Editor esperto in materie giuridiche

Laureato in Giurisprudenza, con esperienza legale, ora redattore web per giornali online. Ha una passione per la scrittura e la tecnologia, con un focus particolare sull'informazione giuridica.

Inail non è solo un ente che tutela i lavoratori contro infortuni e malattie professionali, ma è anche un importante punto di riferimento in tema di ricerca e prevenzione. Le sue linee guida, i suoi studi e le sue raccomandazioni suggeriscono quali passi muovere nei nuovi scenari dell’occupazione. Ecco perché non deve sorprendere una recente analisi sull’intelligenza artificiale e le nuove tecnologie del dipartimento Dimeila dell’istituto, un documento di sintesi intitolato Le nuove competenze e le soft skill nell’era digitale.

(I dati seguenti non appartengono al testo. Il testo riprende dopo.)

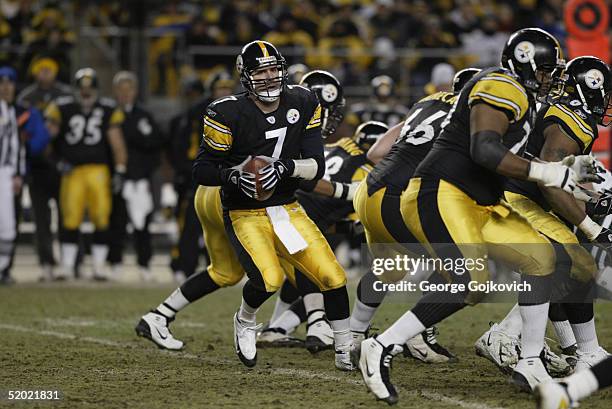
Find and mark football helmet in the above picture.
[370,75,395,99]
[563,56,612,126]
[453,68,480,94]
[353,121,389,152]
[236,40,287,102]
[501,28,565,102]
[300,70,346,138]
[74,67,98,88]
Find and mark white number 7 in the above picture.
[266,126,287,159]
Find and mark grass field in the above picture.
[0,284,612,409]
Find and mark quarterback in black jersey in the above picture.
[45,68,127,279]
[359,29,592,402]
[351,68,479,363]
[476,57,612,371]
[193,41,354,370]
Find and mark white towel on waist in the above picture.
[266,206,308,254]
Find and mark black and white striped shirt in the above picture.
[0,101,25,175]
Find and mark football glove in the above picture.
[560,155,603,183]
[527,161,577,193]
[259,159,295,190]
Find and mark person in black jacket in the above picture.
[108,71,164,281]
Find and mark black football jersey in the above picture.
[367,92,456,195]
[196,85,323,209]
[297,138,372,231]
[506,101,598,211]
[45,96,125,166]
[347,102,408,127]
[122,105,164,179]
[415,67,535,206]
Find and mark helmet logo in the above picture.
[514,41,535,64]
[236,55,244,74]
[584,68,603,89]
[287,108,300,124]
[321,84,338,102]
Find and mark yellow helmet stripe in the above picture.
[257,41,270,57]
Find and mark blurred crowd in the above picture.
[0,0,565,97]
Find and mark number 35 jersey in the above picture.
[367,92,456,195]
[45,96,124,166]
[196,85,323,210]
[415,67,535,206]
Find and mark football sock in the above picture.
[551,320,576,348]
[180,270,221,302]
[350,299,377,332]
[376,311,426,347]
[155,287,189,319]
[519,303,549,358]
[563,359,600,401]
[571,318,599,352]
[499,304,523,338]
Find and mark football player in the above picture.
[359,29,585,403]
[45,68,127,280]
[351,68,480,363]
[108,71,164,281]
[535,357,612,409]
[136,71,362,356]
[476,57,612,371]
[193,41,354,370]
[346,75,408,127]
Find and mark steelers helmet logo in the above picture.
[236,55,244,74]
[584,68,603,89]
[287,108,300,124]
[514,41,535,64]
[321,84,338,103]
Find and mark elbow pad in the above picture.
[470,131,508,171]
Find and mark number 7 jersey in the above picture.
[45,96,125,166]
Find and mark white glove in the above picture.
[559,155,603,183]
[527,161,577,193]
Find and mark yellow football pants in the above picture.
[60,164,112,230]
[224,202,346,292]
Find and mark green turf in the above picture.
[0,285,612,409]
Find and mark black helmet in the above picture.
[453,68,480,94]
[74,67,98,88]
[300,70,346,138]
[564,56,612,126]
[501,28,565,100]
[353,121,389,152]
[236,40,287,102]
[370,75,395,98]
[287,63,309,84]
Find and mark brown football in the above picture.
[243,156,274,201]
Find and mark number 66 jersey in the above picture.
[194,85,323,210]
[367,92,456,196]
[45,96,125,166]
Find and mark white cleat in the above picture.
[511,356,552,392]
[404,327,457,364]
[474,324,519,374]
[234,313,261,368]
[534,382,577,409]
[257,328,304,348]
[574,347,610,372]
[359,338,402,405]
[135,312,185,351]
[306,318,334,354]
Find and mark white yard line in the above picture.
[0,319,503,409]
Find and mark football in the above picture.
[243,156,274,202]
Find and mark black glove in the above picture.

Analizza come la trasformazione tecnologica ridefinisce sia i ruoli professionali che le esigenze formative, imponendo una formazione costante e progressiva di abilità tecniche e trasversali. Oggi più che mai il lavoratore deve aggiornarsi per tenere il passo dello sviluppo tecnologico, dell’automazione e dell’espansione dell’intelligenza artificiale. Ne beneficerà la sua crescita in azienda e il suo datore di lavoro, ma anche il suo bagaglio professionale, che si arricchirà di altre competenze e affinate soft skill.

Una rivoluzione senza precedenti: le 3 parole chiave di Inail

Automazione, transizione ecologica e cambiamenti demografici non sono solo concetti astratti, da mera analisi accademica, ma trasformazioni sempre più tangibili e tali da ridisegnare il lavoro quotidiano. Che oggi è sempre meno ripetitivo e standardizzato e sempre più cognitivo, creativo e relazionale.

Non bastano più solo le competenze tecniche, perché hanno un ruolo primario anche le soft skill come il problem solving, le capacità comunicative o l’adattabilità.

Un esempio concreto si vede nella logistica: i magazzini automatizzati affidano alle macchine i ripetitivi compiti di spostamento e catalogazione dei prodotti, mentre agli operatori umani viene richiesto di gestire sistemi digitali, coordinare processi e team e risolvere imprevisti anche con l’aiuto dei colleghi.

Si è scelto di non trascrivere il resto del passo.